Sleep Problems Equal To Binge Drinking, Marijuana Use In Predicting Poor Academic Performance

Sleep Problems Equal To Binge Drinking, Marijuana Use In Predicting Poor Academic Performance

MINNEAPOLIS -- While the temptations to stay up late are many, a small new study suggests a very good reason for college students to hit the hay. Those who are poor sleepers are more likely to get worse grades and to withdraw from a course, according to a new study. In fact, the effects of poor sleep were about as strong as binge drinking and marijuana use on a student's academic performance.

The researchers analyzed data from over 43,000 students included in the spring 2009 American College Health Association's National College Health Assessment (NCHA). After controlling for potentially confounding factors that might predict how a college student fares academically, like clinical depression, feelings of isolation or chronic health problems, the researchers found that getting poor sleep was a strong predictor of problems at school.

While few students are likely to have a clinical sleep disorder, Roxanne Prichard, Ph.D., associate professor of psychology at the University of St. Thomas in St. Paul, Minnesota tells The Huffington Post, about 60 percent say they have some kind of problem sleeping. But for all the effort colleges put into anti-drinking and de-stressing campaigns, little time or money is spent to promote better sleep -- and doing so could help both students and the colleges themselves, she says.

"Sleep really isn't systematically approached in a way that could have major economic benefits to both the students and the universities in terms of increased retention," she says. Indeed, reducing the number of courses a student withdraws from by just one ups his or her probability of graduating by 14 percent, she says -- and it goes without saying that student retention is good for a university's bottom line.

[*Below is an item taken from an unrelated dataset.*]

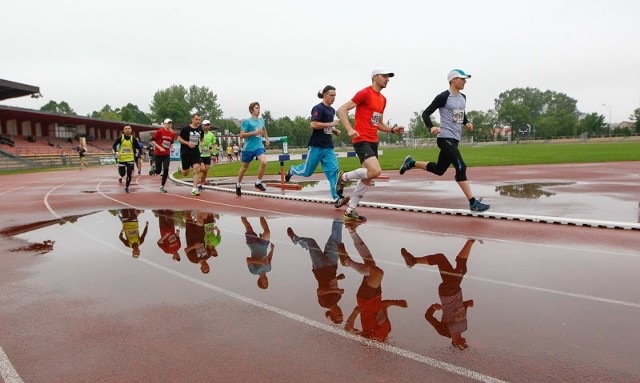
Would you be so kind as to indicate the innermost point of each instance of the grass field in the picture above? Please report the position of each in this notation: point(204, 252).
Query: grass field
point(491, 155)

Prichard hopes more schools decide to include a screening for sleep problems among students, which could ultimately limit costs of care of university health centers, she says. "I don't think sleep problems are showing up on the questionnaire intake forms for health services, and that could be explaining a lot of the other problems that you see showing up," she says. "Recurrent illness could be sleep problems."

Prichard and co-investigator Monica Hartmann, Ph.D., professor of economics at the University of St. Thomas, found that poor sleep was even more detrimental among freshmen, according to the study. "I think that's partially because freshmen have the worst sleep of any age group," she says. Not only are they hungry for independence from their parents, but they also are more likely to be "delayed phase" -- essentially, they are more biologically inclined to be night owls because of their age, she says. Focusing especially on first-year students is a smart idea for universities, she says, because freshmen-year success (or lack thereof) is a strong predictor of whether or not a student drops out his or her sophomore year.

The research, published in an online supplement of the journal SLEEP, will be presented Tuesday, June 3, at SLEEP 2014, the 28th annual meeting of the Associated Professional Sleep Societies.